Background 5a-dihydroprogesterone (DHP), the first metabolite of progesterone and the precursor of allopregnanolone, has anticonvulsant properties. Past studies have reported the suppression of amygdala-kindled seizures by DHP administered via the subcutaneous route. We now demonstrate strong anticonvulsant effects of DHP administered intravenously (IV) via the jugular vein. Methods Female Wistar rats were implanted with an electrode in the right basolateral amygdala. They were kindled to 15 stage 5 seizures, stability tested, and cannulated in the jugular vein. The dose-response and time-response effects of IV DHP were then tested against focal electrographic seizures and secondarily generalized convulsions.

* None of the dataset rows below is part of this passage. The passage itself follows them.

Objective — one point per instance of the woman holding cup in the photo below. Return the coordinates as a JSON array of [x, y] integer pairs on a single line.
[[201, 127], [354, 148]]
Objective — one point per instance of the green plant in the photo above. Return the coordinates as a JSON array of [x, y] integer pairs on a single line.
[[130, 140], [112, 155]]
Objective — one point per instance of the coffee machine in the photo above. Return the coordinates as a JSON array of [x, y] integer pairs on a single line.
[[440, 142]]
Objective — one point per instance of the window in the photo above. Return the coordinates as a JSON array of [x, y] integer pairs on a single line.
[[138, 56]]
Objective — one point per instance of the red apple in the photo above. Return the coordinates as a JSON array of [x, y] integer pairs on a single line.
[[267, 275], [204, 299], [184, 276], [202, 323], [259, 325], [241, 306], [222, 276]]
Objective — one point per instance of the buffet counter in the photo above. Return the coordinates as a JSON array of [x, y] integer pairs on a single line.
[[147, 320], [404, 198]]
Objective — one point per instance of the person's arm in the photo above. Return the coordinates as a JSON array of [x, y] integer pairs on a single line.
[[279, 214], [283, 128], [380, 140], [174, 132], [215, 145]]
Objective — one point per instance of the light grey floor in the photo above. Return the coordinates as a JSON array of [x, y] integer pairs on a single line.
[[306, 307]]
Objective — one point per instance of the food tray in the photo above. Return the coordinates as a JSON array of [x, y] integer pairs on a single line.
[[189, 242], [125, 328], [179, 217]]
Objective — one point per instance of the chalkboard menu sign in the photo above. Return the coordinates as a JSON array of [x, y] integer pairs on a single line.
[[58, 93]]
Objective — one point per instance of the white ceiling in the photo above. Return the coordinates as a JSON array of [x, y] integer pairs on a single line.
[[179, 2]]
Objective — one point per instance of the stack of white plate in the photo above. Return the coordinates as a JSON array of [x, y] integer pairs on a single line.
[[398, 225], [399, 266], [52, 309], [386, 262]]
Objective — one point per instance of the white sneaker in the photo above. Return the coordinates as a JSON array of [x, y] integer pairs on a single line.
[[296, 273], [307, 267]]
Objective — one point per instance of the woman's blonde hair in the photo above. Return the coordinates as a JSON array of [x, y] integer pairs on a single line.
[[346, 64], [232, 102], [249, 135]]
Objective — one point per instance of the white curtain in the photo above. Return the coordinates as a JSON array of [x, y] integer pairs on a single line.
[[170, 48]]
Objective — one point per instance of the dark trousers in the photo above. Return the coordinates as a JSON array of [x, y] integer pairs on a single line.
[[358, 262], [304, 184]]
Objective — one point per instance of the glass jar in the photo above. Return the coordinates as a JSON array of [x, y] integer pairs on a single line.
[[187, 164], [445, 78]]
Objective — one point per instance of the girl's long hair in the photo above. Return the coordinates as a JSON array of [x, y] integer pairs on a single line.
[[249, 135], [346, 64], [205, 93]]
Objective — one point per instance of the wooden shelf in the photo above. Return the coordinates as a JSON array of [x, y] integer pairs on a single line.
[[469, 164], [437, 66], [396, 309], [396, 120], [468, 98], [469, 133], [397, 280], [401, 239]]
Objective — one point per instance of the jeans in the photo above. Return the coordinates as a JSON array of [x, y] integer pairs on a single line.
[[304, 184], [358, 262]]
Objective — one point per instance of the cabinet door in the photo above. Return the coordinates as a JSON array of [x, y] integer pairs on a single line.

Results Dose-Response Study - At 5 min post-injection, a dose-dependent suppression of both generalized and focal seizures was seen, with ED50s of 1.69 mg/kg for the generalized convulsive seizures and of 3.48 mg/kg for the focal electrographic seizures. Ataxia, as rated by the Loscher ataxia scale, was also seen, with a TD50 of 3.57 mg/kg. Results Time-Response Study - The time-response study, done with the ED75 for focal seizure suppression, showed suppression of both generalized and focal seizures from immediately after injection to about 60 min post-injection. Significance DHP has demonstrated anticonvulsant effects in a drug-resistant model of human complex-partial seizures. Its analogs might be developed as new anticonvulsants.